There are actors who are known for their skills and then there are actors who stand out because of their persona. The legendary Ayub Khosa is the ideal mix of both. You can’t miss him at a film premier and he doesn’t let you leave your seat when he is performing on the big screen. Perhaps it’s this ideal combination that has taken him to a new echelon.
Right after giving a far-fetched performance in Operation 021, the actor, quite comfortably eased into his Bollywood debut with Welcome 2 Karachi. “It was a little difficult to explain to Bollywood actors where I come from,” Khosa shares the Bollywood experience with The Express Tribune. “They asked me ‘where do you hail from in Pakistan’, I replied ‘Quetta’ and they said ‘Where is that? We have never heard of this place before’, and then I had to explain them the geography,” he laughed.
But Khosa doesn’t take that too personally. He thinks that if a Pakistani artist knows where Kolkata is in India, it’s because India is a huge industry that heavily relies on importing their culture- which is still not the case in Pakistan.
“90 per cent of people in Pakistan know 80 per cent of the Bollywood actors, including the new and the nobodies. But Indians in general know only about 20 per cent of our industry, which is fine. If we have the skill and craft, then it will eventually shine,” says Khosa.
Welcome 2 Karachi is a comedy film that revolves around two Indian friends who embark on a journey only to find themselves in Karachi without their passports. Amidst the chaos of Taliban and trying to find their way back to India, the two characters create quite a ruckus. With Arshad Warsi and Jackie Bhagnani as the lead actors, the film has been shot in different parts of the UK, namely Wales, Birmingham and Bradford. Although these places cannot replicate Karachi and give it the same look and feel, the sets have been made to resemble Karachi as closely as possible.
“We were mostly shooting at two entirely different locations but still the time I spent with Jackie and Arshad was very pleasant. Though they didn’t know much about my work in Pakistan, they respected me like any artist would respect a senior artist,” recalls Khosa.
He admires how Bollywood treats artists and places them in very high accord – so much so that Khosa never felt out of place on the set of the film. The actor was almost entirely overwhelmed by their gratitude and recognition of his talent and time.
“They are thorough professionals, who in fact know what they are up to and why, which is the foundation of any successful industry.”
Over the decades, Khosa has had a remarkable journey as a performer. He started off by doing a travel show for PTV in the early 90s, moved on to TV dramas and came back with a bang with Shoaib Mansoor’s Khuda Kay Liye and then Operation 021. This is an odyssey that any hero would want in an industry that has gone through consistent highs and lows but Khosa managed to do it without being one.

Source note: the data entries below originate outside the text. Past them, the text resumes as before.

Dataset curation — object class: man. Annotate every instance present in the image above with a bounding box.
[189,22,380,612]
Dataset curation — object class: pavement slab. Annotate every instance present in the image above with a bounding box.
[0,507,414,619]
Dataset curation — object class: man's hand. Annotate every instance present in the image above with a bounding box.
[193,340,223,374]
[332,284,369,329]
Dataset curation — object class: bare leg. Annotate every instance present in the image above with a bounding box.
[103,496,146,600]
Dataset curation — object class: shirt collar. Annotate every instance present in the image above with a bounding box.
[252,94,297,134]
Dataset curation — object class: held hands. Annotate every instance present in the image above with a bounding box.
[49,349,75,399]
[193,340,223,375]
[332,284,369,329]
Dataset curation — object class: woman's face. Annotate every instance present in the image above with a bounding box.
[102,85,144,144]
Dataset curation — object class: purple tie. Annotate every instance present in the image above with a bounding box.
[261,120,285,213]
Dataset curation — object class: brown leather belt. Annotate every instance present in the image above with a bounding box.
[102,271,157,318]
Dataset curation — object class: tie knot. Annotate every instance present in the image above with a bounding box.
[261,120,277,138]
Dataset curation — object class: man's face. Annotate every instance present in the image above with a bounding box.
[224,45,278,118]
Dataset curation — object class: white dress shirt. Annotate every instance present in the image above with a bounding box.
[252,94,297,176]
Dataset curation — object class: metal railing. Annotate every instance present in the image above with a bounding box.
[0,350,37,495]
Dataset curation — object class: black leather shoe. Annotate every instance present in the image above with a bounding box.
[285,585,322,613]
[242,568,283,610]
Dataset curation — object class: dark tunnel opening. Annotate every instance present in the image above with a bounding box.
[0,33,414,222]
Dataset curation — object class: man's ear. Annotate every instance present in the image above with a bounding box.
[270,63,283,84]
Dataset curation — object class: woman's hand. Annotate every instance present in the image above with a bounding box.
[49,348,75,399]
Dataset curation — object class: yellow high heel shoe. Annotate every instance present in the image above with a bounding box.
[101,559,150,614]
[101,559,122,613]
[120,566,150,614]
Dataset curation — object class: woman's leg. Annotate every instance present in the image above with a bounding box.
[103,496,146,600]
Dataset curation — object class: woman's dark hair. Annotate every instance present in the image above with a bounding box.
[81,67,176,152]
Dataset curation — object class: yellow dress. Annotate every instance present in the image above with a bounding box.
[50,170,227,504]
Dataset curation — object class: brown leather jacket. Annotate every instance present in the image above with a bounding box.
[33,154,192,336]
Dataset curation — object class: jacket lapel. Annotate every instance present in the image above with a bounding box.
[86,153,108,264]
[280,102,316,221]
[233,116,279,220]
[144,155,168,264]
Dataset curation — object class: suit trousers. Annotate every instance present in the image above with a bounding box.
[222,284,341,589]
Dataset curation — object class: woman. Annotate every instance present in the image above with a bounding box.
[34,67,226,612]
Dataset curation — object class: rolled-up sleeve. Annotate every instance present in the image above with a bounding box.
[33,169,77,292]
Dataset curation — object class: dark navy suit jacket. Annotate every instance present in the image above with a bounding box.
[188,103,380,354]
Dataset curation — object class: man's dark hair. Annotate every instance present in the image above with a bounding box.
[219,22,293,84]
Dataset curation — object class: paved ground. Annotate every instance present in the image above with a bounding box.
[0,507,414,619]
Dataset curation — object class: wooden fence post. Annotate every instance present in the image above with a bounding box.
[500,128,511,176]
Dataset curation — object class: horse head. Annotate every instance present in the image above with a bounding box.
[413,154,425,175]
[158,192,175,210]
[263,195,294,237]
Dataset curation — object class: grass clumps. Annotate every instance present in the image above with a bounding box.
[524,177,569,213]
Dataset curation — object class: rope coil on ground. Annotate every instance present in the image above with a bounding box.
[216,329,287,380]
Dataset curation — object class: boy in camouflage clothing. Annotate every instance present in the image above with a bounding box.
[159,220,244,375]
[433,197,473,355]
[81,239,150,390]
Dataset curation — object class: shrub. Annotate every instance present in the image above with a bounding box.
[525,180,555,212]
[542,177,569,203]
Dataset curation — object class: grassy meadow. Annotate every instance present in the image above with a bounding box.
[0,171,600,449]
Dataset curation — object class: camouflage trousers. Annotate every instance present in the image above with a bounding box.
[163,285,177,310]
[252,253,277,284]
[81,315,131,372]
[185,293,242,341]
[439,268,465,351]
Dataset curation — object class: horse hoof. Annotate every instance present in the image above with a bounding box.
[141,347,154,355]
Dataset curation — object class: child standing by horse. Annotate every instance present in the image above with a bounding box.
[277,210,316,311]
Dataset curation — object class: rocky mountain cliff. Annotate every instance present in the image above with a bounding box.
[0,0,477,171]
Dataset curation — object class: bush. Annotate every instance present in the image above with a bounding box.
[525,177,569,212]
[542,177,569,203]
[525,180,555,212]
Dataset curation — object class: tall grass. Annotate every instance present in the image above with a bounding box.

“I myself get confused when a director appreciates my performance on the set. I say to myself ‘Yeh Lashaoor madad kahan sae ajati hai’ (Where do I get this subconscious help from) and then a couple of things come to my mind,” ponders Khosa.
“I think it’s all because of the grooming I received from my teachers at PTV Quetta and the people of this city. We were trained in a manner that we never looked up to Dilip Kumar or anyone else in Bollywood. For us, the inspiration came from either Hollywood or from within ourselves and our soil.”